Hi, so I have an odd question. I am not sure if this allowed and if it is not then that is no problem at all. 
Recently my husband and I put a deposit down on a puppy from TrueHaus kennels. After, farther information and research we decided to switch breeders due to the high drive of the dogs and a few other reasons we have learned about their dogs. (Great dogs and wonderful breeders just not the right fit for us) As we all know breeders do not refund deposits which I completely understand why. 
So my question is... Is it ok to sell our deposit to someone else who may want our spot in line? and if it is ok would anyone be interested in buying it from us? if not we will just chuck it as a loss. They did offer to hold our deposit for a year or so but I don't think we will be ready for another dog by then.


----------



## eddie1976E (Nov 7, 2010)

I doubt the breeder would allow that.


----------



## LuvShepherds (May 27, 2012)

You can't sell it but they might refund it if you find someone else to refer to them and explain why. A breeder doesn't want to sell a high drive dog to someone who isn't prepared for one.


----------



## wolfy dog (Aug 1, 2012)

Depends on the contract you signed if you have any ground to stand on. If I were a breeder I would stick to the contract. Why bother otherwise?


----------



## maverick_sablegsd (Dec 23, 2015)

wolfy dog said:


> Depends on the contract you signed if you have any ground to stand on. If I were a breeder I would stick to the contract. Why bother otherwise?

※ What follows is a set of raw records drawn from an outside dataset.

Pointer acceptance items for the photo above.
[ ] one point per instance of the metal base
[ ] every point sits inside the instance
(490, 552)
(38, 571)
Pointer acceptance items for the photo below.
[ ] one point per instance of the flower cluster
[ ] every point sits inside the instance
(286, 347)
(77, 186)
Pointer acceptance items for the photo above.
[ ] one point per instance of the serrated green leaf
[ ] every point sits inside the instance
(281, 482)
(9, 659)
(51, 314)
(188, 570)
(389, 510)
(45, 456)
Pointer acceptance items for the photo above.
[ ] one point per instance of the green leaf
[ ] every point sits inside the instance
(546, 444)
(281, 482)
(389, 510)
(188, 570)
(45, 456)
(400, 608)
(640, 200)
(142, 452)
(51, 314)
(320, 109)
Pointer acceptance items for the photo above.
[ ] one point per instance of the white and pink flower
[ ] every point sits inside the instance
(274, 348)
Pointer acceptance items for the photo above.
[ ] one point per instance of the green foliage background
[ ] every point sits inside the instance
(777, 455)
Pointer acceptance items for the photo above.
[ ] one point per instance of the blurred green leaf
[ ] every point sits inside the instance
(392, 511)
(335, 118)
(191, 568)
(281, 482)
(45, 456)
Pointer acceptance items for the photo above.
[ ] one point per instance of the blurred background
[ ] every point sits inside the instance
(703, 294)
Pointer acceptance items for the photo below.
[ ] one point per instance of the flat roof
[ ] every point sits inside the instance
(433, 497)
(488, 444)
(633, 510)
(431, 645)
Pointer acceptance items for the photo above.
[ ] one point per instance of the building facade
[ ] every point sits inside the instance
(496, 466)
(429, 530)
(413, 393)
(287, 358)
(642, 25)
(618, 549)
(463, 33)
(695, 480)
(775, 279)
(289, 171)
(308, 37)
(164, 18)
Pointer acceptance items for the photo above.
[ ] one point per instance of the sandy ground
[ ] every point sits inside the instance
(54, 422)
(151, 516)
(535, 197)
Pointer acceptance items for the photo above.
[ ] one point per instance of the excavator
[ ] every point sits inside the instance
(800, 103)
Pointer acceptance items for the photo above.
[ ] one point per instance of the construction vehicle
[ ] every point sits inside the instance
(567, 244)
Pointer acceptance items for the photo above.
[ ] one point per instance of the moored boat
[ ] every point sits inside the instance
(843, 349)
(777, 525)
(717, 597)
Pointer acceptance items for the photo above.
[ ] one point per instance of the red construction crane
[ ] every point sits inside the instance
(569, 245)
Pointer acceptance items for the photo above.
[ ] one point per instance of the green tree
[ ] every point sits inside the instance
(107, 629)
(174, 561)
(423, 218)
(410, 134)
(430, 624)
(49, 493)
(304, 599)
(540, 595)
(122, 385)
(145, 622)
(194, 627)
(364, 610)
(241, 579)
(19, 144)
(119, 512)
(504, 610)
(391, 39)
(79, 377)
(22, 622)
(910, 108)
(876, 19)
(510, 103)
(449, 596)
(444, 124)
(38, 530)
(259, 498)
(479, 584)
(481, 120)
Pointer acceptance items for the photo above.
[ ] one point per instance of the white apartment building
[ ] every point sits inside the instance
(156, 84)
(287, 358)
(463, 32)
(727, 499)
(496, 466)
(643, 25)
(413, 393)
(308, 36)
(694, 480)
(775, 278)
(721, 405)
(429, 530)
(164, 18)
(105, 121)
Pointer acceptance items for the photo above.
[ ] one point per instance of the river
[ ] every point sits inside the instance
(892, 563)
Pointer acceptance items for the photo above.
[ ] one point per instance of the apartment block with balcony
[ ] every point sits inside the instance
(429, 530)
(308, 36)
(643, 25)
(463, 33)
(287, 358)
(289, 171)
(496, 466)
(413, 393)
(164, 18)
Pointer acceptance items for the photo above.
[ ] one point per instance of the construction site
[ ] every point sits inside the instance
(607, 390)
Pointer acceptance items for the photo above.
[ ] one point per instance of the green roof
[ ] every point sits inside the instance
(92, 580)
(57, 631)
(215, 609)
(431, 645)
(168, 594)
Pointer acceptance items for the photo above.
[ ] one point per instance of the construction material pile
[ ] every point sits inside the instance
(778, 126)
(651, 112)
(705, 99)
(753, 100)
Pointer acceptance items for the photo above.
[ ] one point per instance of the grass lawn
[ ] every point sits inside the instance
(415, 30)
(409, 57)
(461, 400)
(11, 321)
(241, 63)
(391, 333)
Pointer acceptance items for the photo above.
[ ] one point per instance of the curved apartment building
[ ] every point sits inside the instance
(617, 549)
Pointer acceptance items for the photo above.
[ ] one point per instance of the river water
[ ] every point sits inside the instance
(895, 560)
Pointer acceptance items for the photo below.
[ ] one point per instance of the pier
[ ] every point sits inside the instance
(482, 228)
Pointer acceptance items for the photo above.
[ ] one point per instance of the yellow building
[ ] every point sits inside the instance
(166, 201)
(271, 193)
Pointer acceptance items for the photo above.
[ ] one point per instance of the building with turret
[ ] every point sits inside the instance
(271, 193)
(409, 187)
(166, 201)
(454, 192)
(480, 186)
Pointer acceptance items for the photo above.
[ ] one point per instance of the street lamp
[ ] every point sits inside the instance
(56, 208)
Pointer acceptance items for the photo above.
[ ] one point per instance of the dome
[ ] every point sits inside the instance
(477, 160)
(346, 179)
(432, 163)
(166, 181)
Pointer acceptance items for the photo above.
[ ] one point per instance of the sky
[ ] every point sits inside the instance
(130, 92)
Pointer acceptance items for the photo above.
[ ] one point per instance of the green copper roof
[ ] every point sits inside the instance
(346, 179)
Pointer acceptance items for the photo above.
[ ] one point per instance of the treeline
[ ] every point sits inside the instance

I never signed the puppy contract. I only signed a deposit slip. It makes sense they don't refund deposit and I don't think they should refund mine. I just was trying to find out if there's another way I could make use of the money lost. 300$ is always useful. Ha. But if that's unheard then it is what it is.


----------



## DutchKarin (Nov 23, 2013)

Isn't it worth making your case. I wonder... if they have high demand they might be receptive to someone who was honest with them.


----------



## middleofnowhere (Dec 20, 2000)

That would be between you and the breeder... They may already have a list of folks waiting for a puppy, folks moving up when you dropped out. If you have a friend or relative that is interested, that might be a possibility but something only the breeder can answer.


----------



## wolfy dog (Aug 1, 2012)

Then have an honest conversation with the breeder and see what you can salvage.


----------



## G-burg (Nov 10, 2002)

Definitely talk with the breeder about your concerns.. You never know and it is not unheard of for some of the good breeders to refund a deposit.. Especially if it's not the right match or something changes in ones life..


----------